In 2017, Bruce was given a yearlong residency at Walter Kerr Theatre on Broadway, doing acoustic shows with storytelling in between tracks. He eventually recorded the show, and released both as a Netflix special and live album.
It’s my favorite thing he’s released in years — intimate, funny, seasoned, just masterful. I highly recommend it. It’s actually not a bad entry point to Bruce’s personal songwriting voice.
The most curious late-Bruce album is not an original, but We Will Overcome: The Seeger Sessions, a Pete Seeger cover album. It charts a new potential path for Bruce as a folk archaeologist, elevating American standards with his natural charm. It’s a loose, conversational album, which is exactly what I love about it. (Frankly, I’m more interested in America’s great, overlooked songs than anything a 70-year-old millionaire has to say.)

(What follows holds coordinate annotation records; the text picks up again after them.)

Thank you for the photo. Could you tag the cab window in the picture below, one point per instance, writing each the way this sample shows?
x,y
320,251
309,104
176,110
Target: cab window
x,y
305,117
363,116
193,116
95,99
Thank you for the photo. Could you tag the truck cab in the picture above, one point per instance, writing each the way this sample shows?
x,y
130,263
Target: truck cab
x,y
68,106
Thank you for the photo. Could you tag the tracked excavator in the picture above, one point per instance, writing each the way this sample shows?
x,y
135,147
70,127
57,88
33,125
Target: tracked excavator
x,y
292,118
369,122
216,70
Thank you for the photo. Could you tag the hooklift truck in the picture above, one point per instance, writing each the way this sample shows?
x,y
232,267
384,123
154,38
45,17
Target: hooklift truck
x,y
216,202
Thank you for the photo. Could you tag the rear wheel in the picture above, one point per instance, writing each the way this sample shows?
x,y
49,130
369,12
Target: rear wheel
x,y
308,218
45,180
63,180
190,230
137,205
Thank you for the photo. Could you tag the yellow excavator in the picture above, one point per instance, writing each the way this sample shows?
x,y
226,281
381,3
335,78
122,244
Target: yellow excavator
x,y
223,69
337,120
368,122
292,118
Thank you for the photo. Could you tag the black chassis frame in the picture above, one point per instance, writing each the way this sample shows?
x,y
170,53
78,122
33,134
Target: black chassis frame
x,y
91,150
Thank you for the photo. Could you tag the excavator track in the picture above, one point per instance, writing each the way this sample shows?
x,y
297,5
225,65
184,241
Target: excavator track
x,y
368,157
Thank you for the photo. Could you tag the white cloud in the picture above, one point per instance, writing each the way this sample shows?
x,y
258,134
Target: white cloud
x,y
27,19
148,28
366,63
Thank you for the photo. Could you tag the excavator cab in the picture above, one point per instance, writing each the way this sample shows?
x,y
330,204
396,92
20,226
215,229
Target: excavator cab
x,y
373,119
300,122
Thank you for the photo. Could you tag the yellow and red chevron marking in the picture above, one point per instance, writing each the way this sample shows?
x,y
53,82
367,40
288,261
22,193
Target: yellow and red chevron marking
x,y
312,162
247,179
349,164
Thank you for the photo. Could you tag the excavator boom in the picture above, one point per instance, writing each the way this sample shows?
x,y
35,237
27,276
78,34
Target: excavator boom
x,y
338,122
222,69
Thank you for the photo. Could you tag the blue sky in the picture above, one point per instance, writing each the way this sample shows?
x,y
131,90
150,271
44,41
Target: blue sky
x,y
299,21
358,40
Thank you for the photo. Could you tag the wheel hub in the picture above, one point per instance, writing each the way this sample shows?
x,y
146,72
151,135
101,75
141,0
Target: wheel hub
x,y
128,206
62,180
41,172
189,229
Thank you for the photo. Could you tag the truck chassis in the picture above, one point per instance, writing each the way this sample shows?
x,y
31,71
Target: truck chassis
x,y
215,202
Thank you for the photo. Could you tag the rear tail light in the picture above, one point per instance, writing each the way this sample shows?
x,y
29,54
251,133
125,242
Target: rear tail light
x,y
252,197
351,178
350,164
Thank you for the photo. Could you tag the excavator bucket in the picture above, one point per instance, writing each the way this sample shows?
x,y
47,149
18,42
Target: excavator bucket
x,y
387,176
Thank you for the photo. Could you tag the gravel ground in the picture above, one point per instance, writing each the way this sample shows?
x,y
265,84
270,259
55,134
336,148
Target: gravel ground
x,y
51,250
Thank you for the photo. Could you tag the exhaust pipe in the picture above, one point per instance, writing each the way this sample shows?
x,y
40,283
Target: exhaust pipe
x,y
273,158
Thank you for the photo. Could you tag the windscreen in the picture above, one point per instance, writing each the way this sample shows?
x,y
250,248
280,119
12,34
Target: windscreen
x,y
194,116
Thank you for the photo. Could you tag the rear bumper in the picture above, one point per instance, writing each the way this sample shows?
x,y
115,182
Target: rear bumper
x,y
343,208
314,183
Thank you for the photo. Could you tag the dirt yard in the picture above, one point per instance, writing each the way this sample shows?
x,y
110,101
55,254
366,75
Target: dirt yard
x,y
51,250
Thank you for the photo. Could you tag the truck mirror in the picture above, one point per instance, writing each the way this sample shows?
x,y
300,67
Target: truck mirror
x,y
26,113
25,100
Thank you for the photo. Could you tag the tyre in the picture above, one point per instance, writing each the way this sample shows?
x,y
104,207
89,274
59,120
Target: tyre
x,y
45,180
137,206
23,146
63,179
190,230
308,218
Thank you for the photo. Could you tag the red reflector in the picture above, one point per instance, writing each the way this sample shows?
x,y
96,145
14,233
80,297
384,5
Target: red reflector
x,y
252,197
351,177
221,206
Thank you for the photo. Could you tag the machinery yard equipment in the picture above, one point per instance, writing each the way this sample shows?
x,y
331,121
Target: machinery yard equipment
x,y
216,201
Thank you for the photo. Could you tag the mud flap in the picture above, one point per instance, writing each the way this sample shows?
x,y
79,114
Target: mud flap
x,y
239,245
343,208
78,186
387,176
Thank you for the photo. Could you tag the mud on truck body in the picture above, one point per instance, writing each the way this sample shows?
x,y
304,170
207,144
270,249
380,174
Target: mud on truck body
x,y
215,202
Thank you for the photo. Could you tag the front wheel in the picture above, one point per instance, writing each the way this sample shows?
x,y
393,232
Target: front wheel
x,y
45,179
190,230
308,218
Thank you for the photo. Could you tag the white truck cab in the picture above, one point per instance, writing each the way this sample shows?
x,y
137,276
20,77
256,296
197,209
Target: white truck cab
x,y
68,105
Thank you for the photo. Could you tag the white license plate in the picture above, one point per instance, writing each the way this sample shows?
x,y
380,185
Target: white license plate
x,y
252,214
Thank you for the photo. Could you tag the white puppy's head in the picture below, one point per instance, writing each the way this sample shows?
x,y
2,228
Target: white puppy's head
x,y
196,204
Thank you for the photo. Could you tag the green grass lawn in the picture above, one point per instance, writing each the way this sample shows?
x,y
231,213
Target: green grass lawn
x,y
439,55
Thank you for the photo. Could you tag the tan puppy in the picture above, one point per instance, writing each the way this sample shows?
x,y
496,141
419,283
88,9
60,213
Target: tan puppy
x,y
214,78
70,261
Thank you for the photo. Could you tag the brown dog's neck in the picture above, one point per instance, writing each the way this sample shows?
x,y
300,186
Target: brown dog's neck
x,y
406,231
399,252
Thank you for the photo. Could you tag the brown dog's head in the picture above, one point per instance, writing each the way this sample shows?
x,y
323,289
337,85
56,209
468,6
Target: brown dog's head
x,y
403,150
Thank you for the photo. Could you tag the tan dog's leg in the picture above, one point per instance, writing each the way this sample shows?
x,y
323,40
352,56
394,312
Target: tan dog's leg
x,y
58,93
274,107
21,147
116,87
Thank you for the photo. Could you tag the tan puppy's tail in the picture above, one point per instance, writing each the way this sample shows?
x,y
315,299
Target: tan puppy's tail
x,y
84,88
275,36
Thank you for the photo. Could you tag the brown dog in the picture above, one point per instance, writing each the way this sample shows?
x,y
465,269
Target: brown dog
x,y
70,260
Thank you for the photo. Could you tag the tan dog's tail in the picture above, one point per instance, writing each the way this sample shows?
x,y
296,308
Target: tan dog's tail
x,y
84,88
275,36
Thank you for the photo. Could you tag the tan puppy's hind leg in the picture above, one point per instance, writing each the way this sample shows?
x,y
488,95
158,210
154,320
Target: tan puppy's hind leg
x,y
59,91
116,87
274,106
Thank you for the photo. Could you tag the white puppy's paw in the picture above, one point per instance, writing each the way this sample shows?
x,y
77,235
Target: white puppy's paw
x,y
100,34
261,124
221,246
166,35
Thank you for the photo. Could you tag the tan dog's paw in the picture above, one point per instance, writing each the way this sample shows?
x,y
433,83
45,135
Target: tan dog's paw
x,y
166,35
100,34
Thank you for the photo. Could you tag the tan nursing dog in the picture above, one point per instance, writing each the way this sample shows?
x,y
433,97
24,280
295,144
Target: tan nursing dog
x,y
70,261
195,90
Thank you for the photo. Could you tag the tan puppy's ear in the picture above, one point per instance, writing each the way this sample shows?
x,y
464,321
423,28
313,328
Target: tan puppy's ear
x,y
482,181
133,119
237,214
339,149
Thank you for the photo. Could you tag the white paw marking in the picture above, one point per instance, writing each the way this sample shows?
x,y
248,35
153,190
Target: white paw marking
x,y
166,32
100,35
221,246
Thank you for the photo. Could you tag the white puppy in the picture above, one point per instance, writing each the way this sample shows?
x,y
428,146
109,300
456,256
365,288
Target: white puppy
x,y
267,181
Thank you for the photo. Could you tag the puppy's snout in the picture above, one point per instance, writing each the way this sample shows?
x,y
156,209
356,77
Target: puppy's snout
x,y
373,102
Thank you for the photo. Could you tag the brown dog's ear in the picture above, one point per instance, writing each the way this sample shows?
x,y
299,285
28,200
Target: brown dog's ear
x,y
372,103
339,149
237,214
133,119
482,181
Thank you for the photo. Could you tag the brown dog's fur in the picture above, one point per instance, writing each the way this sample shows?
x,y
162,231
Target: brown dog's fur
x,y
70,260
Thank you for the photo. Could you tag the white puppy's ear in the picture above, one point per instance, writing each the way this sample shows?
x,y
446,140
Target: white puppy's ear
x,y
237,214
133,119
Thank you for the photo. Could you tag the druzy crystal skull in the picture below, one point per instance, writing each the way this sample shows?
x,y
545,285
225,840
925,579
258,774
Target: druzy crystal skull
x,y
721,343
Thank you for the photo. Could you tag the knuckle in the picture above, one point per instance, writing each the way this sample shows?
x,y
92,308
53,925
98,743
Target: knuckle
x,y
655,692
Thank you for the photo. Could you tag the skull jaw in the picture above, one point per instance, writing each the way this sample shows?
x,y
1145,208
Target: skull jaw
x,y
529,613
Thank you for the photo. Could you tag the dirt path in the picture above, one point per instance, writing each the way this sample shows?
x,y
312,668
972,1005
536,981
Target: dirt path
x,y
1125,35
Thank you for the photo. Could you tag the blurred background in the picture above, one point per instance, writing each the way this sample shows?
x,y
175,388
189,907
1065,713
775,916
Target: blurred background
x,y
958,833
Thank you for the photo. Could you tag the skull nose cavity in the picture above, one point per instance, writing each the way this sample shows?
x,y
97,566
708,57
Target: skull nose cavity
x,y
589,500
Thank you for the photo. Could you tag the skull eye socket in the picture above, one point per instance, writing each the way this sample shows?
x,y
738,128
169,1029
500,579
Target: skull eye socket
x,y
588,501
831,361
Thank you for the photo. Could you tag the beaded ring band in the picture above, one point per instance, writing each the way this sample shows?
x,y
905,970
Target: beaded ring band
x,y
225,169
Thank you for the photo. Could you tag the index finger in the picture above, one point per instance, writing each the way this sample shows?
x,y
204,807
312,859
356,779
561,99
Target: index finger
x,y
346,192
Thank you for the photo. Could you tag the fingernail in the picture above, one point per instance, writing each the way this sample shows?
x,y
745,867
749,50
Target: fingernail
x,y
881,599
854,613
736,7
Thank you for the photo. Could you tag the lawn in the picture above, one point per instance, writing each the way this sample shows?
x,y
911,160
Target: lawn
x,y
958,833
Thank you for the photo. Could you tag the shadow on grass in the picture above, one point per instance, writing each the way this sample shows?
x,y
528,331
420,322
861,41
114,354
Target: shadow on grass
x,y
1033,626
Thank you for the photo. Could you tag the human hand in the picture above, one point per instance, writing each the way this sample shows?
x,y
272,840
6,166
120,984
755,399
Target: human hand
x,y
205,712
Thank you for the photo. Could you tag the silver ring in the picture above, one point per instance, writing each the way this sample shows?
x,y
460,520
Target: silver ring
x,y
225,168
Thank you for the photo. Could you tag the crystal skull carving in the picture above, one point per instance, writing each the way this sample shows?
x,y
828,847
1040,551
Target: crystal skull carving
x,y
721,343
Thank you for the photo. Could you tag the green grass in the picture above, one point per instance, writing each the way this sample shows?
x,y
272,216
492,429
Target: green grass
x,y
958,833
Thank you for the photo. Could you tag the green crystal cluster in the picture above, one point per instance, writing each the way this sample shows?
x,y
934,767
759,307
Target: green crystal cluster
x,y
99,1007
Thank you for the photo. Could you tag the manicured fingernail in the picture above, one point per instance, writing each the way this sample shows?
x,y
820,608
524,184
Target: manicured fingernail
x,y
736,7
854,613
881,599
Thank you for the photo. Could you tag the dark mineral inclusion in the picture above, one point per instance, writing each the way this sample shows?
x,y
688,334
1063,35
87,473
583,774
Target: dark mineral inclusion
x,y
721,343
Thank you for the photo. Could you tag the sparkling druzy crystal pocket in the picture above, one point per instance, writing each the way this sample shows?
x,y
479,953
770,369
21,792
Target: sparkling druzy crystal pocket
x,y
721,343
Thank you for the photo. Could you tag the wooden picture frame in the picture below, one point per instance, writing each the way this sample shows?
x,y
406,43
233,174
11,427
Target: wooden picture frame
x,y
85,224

I’d love to spend a few more thousand words here dissecting some of Springsteen’s songwriting and motifs. Some of his favorite symbol are: water (as a source of destruction and absolution), day vs. night (as a line between societal conformity and rebellion), and houses (as an emblem of social standing).
But I’ll wrap this up by pointing out his most recurrent and important symbol: Cars.
In Springsteen’s lyrics, cars capture so much about the a human’s agency, or lack thereof. In “Thunder Road,” they’re an escape from hometown “ghosts”; in “Racing in the Street,” they’re the false hope and empty thrill of whipping around dead streets with nowhere to go; in “State Trooper,” they’re the careening force of destruction as impulses go unchecked.
When Bruce starts talking about a car, that means it’s time to start paying attention. Because he’s doing what he’s done time and again throughout his career:
Take what could have been so mundane and prosaic, a blue collar kid singing with a local band about ordinary people, and escalated it to greatness. “Pullin’ out of here to win,” indeed.